この支持率急落の理由は、安倍元首相や自民党議員と統一教会との関わりが少しずつ明らかになっているなかで、世論の反対を押し切って安倍元首相の国葬を行おうとしていることなのは明らかだろう。
それに加えて、東京オリンピックパラリンピックのスポンサー企業の選定をめぐって贈収賄が行われた疑いが色濃くなっていること、またその中心にいたとされる組織委員会の高橋元理事に対し、安倍元首相が捕まらないようにするからと言ってオリパラ招致を依頼したことなどが報じられたのも影響しているかもしれない。
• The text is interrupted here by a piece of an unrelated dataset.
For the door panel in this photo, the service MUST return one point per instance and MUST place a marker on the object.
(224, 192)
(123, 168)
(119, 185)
そうした故・安倍氏や自民党のありかたが問題視されているにもかかわらず、自民党総裁でもある岸田首相がこれからその課題にどう取り組んでいこうとするのかがはっきりと示されないことで国民の不信感がつのり、この数字となって現われていると言えるのではないか。
加速する円安と低迷する賃金
それと同時に円安傾向も進み、1ドル145円を超えるかどうかが当面の山だと言われるところまで来ている。
9月15日には、生活用品大手のアイリスオーヤマが約50種類の製品の生産を中国・大連から国内の工場に移すことを決めたというニュースが流れた。
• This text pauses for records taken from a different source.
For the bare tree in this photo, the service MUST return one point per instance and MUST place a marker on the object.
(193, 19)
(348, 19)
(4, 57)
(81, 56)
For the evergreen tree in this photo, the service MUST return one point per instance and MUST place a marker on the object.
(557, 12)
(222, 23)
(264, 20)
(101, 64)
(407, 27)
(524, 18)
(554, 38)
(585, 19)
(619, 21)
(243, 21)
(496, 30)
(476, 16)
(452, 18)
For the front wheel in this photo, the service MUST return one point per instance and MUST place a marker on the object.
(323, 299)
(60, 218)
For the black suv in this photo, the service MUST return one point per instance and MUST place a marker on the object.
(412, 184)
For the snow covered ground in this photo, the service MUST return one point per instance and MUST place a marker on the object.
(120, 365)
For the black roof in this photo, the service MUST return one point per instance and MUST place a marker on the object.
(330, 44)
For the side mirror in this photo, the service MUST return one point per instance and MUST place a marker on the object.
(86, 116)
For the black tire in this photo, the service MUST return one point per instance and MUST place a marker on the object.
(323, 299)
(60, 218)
以前から海外での製造の採算分岐点が1ドル150円あたりだと言われていたので、ついに来たかという感じではある。
ただ、これは為替の問題だけではなく、日本の賃金が長期的に下落していることも関係していると思われる。
つまりは、日本の賃金水準が東南アジア諸国のなかで低くなってきたことを意味するわけで、製造業が国内に戻ってくると単純に喜んではいられない、ということだ。
自民党は労働力不足を海外からの実習生や学生で補おうと考えているが、実習生制度の劣悪さという問題以前に、これでは優秀な人手を確保することは難しくなっていくだろう。
アベノミクスとは何だったのか
安倍元首相の在任中はアベノミクスが盛んにもてはやされたが、アメリカの利上げでダウ平均株価と為替の先行きが微妙になってきた今、もはやそれも聞かれなくなった。
輸出産業のためと言われて進められてきた円安だが、そのせいで30年ぶりにドル建てGDPは30兆ドルを割り、いまや円を元の水準に戻そうにも手立てがないように見える。
安倍元首相は在任中、日経平均を気にしながら政治をしていると言われていたが、円安誘導も年金基金の株式運用も日銀オペも、日経平均株価が上がったように見せるためのいわば「粉飾決算」のようなものではなかったのかという気さえしてくる。
非正規雇用を自治体職員にまで広げて人件費を減らしたように見せ(実は人材派遣会社に儲けさせ)、水道のようなインフラや大学の基礎研究や文化施設にまで採算性を求めて予算を削り、本当なら力を注ぐべき少子化対策はかけ声だけで無策のままだ(税制を見るとむしろ悪化している)。
株価を指標として、目先の数字だけを追う「改革」が日本の今の貧しさを生み出してきたのではないだろうか。